The dramatic tones of Modest Mussorgsky's Pictures at an Exhibition were a striking and strident beginning to another magical evening.
A rowing boat soared towards the heights of the Fisht Olympic Stadium, trying to catch stars on this night when the world celebrated the achievements of the Olympians.
A total of 700 performers performed as the dancing sea, and they finished by creating the five Olympic Rings and in a delightful self deprecating moment, they initially formed the four rings and the fifth much smaller, a reference to the one that did not open on Opening Ceremony night.

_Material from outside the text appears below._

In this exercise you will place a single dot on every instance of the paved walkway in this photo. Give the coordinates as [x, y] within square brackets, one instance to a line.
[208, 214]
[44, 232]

Alexandros Kefalas, a skeleton competitor from Greece, led the way as the Flag bearers were followed into the stadium by the athletes of the Games. They are supposed to come in without distinction of nationality but they do increasingly seem to arrive in groups by country. It would be good to see a return to John Ian Wing's original idea and groups comprised of a number of nations. It surely should not be too hard to achieve and would send a powerful political message.

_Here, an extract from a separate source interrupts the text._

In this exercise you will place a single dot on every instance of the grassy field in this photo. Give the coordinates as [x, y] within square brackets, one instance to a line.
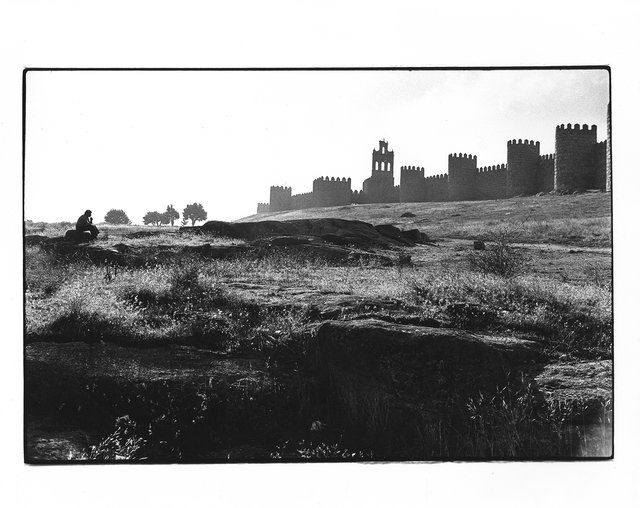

The Flag bearers entered into the spirit of the occasion by saluting the crowd in a colourful gesture that would have done credit to the Florentine flag throwers of medieval times.
The final medal ceremony of these Games was for the men's mass start cross country race and, just as in Turin eight years ago, it was the host nation's anthem that was played.
Norway's Nordic superstar Ole Einar Bjørndalen capped his own fabulous fortnight with election to the International Olympic Committee (IOC) Athletes' Commission, alongside Canadian ice hockey player Hayley Wickenheiser. In one of the newer and more pleasing traditions of the Olympics, they presented a gift to the volunteers.
Marc Chagall's alternate view of the world saw an upside down village float into the arena. His world of brides and fiddlers recalled the performance of a Greek wedding seen at the Athens 2004 Closing Ceremony
Rachmaninoff's second piano concerto performed by Denis Matsuev was probably the first time so many pianos had been seen in an Olympic arena since the Los Angeles Coliseum in 1984. He was joined by 62 other pianists in the centre of the Fisht Olympic Stadium.
Rimsky Korsakov's masterwork Scheherazade followed, the magical ballet of the Bolshoi and the Kirov entranced the arena.
This was music performed at the closing ceremony of the Asian Games in 2006 in Doha and the motif of the boat also came from those Games. The children Luba Yuri and Valentina joined the dancers centre stage.
The boat here had been skippered by a white faced clown, and there were more clowns to be seen in a another magnificent set piece, a big top to recall the halcyon days of the Moscow State Circus.
The Olympic hymn was trooped out to Spiros Samara's wonderful Olympic anthem played as instrumentally on this occasion. Just as London had selected young sportsmen and women to light the Olympic Flame, so young athletes from the Krasnodar region were chosen here as the colour party for the five ringed flag.
The South Korean anthem also had the accent on youth during the handover to Pyeongchang 2018. Two children from the land of Morning Calm performed it superbly. In the wake of the Korean war, a children's choir had been a symbol of peace. Then, at the Olympic Opening Ceremony in Seoul in 1988, a small boy had tossed a hoop across the field. Here children raced into the arena with giant snowballs to mark a return to South Korea for the first time since those Games.
The grand finale to their was reminiscent of " Hand in Hand", the popular song of those 1988 Games.
In a break with tradition, the official closing of the Games came much later in the proceedings than before.
As Lord Killanin at Moscow 1980 and Juan Antonio Samaranch at Lillehammer in 1994 had both done, IOC President Thomas Bach directed a message to those involved in conflict.
"Act on this Olympic message of dialogue and peace," he said.
Before the flame died, the three giant mascots appeared at on stage and the children blew kisses of farewell.
The organisers had promised reminders of the 1980 ceremonies in Moscow where a little child had been seen watching Misha fly away into the night sky.
Here as the polar bear mascot gazed on wistfully and blew softly to extinguish the cauldron inside the Stadium whilst the flame died in the Olympic Park.
The grand finale to the formal part of the ceremony was a fabulous firework display to the soundtrack of Tchaicovsky's piano concerto.
Children from the Pan Russian choir then appeared with small flames, a variation on an idea seen in 2002 at Salt Lake City and in Athens at the 2004 Games.
The stage then became a giant mosh pit as the athletes were invited down to dance to electronic music from DJ Kto but even the dance music had a Russian flavour the popular folksong Kalinka with a modern twist, The party might well have gone on "All night Long" just as it had in Los Angeles in 1984.
It had been a very Russian evening but a classic one at that.